Questions

Frequently asked questions

Straight answers on scope, method, timing and what you walk away with. If your question is not here, ask it directly.

A threat risk assessment identifies what matters in your environment, models the threats that could affect it, and scores the resulting risk before and after the controls you have in place. The outcome is a ranked, defensible view of where your exposure really sits and what to do about it first.

Timing depends on scope. A single system or platform assessment usually runs a few weeks from kickoff to final report, while a programme or estate-wide assessment runs longer and is scheduled together during scoping. We agree the timeline before any work begins and we hold to it.

We need access to the people who understand the systems in scope, any architecture or data flow documentation you already hold, and a clear statement of the decision the assessment has to support. Where documentation is thin we fill the gaps through structured interviews, so a lack of paperwork is rarely a blocker.

A penetration test demonstrates that specific weaknesses can be exploited in practice, whereas a threat risk assessment sits earlier and reaches wider. It identifies what is at risk, models the threats against it, scores the exposure and shows you where to act first. The two complement each other, and we will tell you when a test would sharpen the picture.

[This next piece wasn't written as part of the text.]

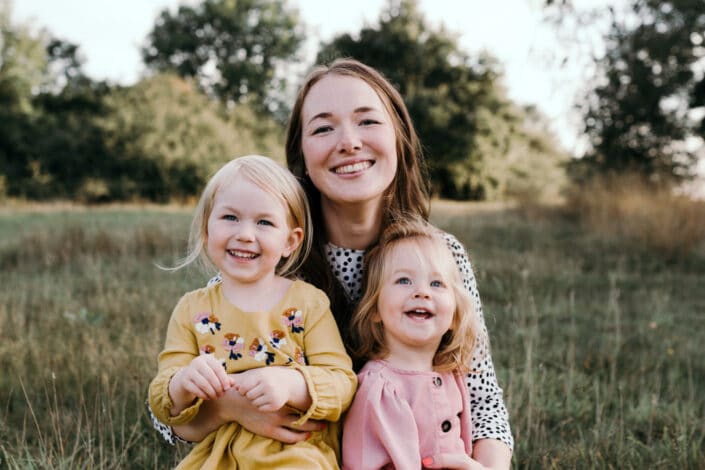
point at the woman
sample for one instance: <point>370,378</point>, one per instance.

We score likelihood and impact on a one to five scale, producing an inherent score before controls and a residual score once controls are accounted for. The scale is anchored to recognised baselines, so a score carries the same meaning across different systems and across repeat assessments.

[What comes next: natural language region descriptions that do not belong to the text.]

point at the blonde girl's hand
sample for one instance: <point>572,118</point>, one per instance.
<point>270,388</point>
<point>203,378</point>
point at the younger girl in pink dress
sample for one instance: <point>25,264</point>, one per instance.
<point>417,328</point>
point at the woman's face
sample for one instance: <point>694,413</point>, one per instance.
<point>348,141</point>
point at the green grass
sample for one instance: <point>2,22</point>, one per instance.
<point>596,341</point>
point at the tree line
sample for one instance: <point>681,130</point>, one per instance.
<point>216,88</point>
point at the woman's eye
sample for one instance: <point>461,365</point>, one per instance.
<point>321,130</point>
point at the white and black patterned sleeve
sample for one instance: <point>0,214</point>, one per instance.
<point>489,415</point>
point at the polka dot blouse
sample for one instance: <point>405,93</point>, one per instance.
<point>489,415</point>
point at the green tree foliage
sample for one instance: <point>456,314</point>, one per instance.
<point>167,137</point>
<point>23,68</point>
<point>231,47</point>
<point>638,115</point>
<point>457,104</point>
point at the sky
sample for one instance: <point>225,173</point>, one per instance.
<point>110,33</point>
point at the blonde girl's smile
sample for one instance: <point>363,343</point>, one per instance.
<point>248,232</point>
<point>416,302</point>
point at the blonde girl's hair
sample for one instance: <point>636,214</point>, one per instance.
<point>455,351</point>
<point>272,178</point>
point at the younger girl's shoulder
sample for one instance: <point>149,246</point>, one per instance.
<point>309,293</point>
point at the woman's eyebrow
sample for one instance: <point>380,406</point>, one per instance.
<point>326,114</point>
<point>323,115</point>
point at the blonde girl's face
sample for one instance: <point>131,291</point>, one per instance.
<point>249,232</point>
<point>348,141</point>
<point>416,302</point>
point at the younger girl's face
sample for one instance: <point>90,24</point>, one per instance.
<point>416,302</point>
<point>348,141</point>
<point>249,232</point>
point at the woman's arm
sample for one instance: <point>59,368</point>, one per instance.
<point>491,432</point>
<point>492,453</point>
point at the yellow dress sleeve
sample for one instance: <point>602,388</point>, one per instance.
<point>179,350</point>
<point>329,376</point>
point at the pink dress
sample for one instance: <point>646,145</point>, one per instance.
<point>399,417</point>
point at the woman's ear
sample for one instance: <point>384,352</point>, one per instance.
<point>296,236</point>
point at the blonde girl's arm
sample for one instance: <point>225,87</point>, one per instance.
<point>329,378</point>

Yes. Every assessment opens with an executive layer written for decision makers, free of jargon, with the choices and their consequences stated plainly. The technical detail sits behind it for the people who need it.

Yes. We are a Canadian practice and regularly align assessments to public sector and regulated-industry expectations in Canada, alongside the NIST and ISO frameworks the methodology already follows.

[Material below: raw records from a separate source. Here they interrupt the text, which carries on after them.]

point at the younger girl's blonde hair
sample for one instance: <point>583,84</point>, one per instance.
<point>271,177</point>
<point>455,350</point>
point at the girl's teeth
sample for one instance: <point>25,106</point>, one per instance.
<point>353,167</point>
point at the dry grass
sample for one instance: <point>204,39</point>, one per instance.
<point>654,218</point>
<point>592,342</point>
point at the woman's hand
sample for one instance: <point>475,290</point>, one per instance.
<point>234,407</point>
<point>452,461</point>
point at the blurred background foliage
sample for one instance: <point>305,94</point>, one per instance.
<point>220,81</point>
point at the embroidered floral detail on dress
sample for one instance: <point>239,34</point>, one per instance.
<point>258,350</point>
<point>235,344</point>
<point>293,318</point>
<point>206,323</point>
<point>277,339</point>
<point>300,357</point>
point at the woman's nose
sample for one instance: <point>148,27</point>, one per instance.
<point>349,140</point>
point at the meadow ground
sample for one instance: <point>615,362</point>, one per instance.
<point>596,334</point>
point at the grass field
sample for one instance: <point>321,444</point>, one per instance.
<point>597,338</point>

We can. Because every assessment uses the same scale and method, a follow-up shows movement clearly. Many organizations run an annual cycle so risk is tracked rather than rediscovered.

You own the report and the remediation roadmap outright. If the findings call for follow-on work in security, privacy or compliance, the wider Cyber Electra group can take it on, or your own team can run with the plan. There is no obligation to continue with us.